Dr. Mendoza: Vaccine benefits ‘starting to resonate’ with unvaccinated healthcare workers

Coronavirus

ROCHESTER, N.Y. (WROC) — Dr. Michael Mendoza, the Monroe County Commissioner of Public Health, says many previously-unconvinced healthcare workers have made the decision to get vaccinated.

“There are people who are saying ‘you know, being in healthcare really means a lot to me. And I want to take care of myself and keep my patients and family safe.’ And I think that’s the message that’s starting to resonate,” Dr. Mendoza said.

Monday marked the state’s vaccine mandate for healthcare workers.

“There has been reluctance, I think, for some people, who bristle at the thought that somebody is telling them to get the shot,” Dr. Mendoza continued, “But I think when you really look at the facts, we all want to take care of our patients, we want to do the right thing for our community.
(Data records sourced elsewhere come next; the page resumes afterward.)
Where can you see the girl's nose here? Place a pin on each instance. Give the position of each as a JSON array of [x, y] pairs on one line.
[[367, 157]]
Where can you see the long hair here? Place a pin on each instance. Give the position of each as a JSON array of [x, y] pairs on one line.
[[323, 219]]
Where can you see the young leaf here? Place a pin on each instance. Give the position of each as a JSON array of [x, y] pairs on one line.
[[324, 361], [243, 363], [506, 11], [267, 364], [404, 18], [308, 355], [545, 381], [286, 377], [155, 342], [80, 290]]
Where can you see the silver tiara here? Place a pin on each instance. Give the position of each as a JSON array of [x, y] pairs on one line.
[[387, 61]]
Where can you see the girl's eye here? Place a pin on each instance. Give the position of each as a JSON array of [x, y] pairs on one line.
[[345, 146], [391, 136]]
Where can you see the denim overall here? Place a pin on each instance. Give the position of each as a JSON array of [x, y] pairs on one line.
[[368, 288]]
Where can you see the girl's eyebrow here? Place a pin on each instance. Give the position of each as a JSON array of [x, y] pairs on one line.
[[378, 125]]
And we get the shot not because somebody told us to, but because it’s the right thing to do.”

The health commissioner said critical services would be ‘untouched’ by employees who chose not to comply with the state vaccine mandate losing their jobs.
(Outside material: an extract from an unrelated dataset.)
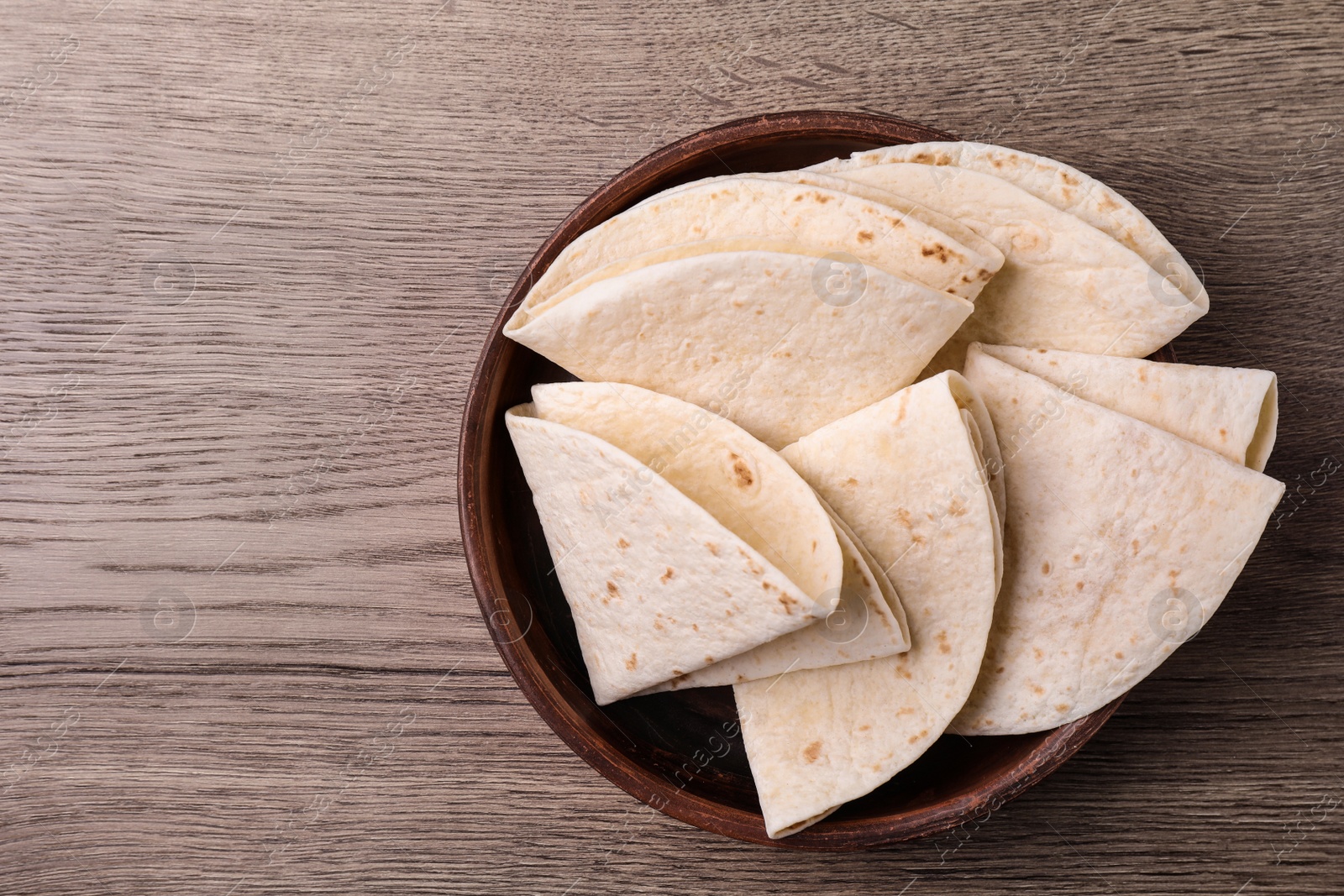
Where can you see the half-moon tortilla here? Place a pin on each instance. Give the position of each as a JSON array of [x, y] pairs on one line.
[[1063, 282], [1068, 190], [743, 483], [906, 207], [909, 479], [1121, 540], [827, 221], [658, 587], [779, 342], [867, 624], [1230, 410]]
“I do know without any uncertainty,” Dr. Mendoza said, “the critical services will be completely intact. The emergency rooms, the urgent cares, the hospital settings, ICU, hospital floors. All of those settings will find a way to continue business as usual.”
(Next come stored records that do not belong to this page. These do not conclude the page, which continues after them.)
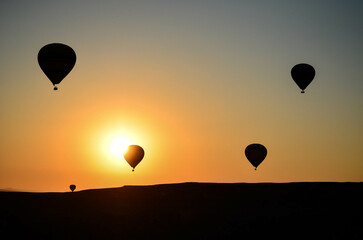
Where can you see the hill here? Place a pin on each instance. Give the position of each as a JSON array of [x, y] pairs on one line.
[[188, 211]]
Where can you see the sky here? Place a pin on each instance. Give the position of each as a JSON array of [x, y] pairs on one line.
[[192, 82]]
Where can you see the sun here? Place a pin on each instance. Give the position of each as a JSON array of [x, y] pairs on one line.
[[118, 146]]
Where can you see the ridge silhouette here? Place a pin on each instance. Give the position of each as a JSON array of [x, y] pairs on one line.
[[188, 211]]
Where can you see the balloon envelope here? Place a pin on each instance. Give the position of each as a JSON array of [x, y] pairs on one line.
[[255, 153], [72, 187], [56, 60], [133, 155], [303, 74]]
Anti-mandate protests have taken place over the last several months at Strong Memorial Hospital.

“In healthcare, we really encourage the right to refuse for patients,” said Rachel Comden, a local nurse. “But it’s not the same for nursing staff right now. And I think it’s very wrong.”

Data published by both major hospital systems in the Rochester area show a lion’s share of employees are complying with the mandate. Rochester Regional Health reported 99 percent compliance, including employees who have received medical or religious exemptions. URMC reported a roughly 97 percent rate for ‘clinical’ employees.

“I know from both perspectives at each of the health systems, that they will have their job one day or one month later, presuming it’s still there, to come back to work,” said Mendoza.

“Tomorrow morning would be perfectly fine. What we really want is people to think about it and make the right call.”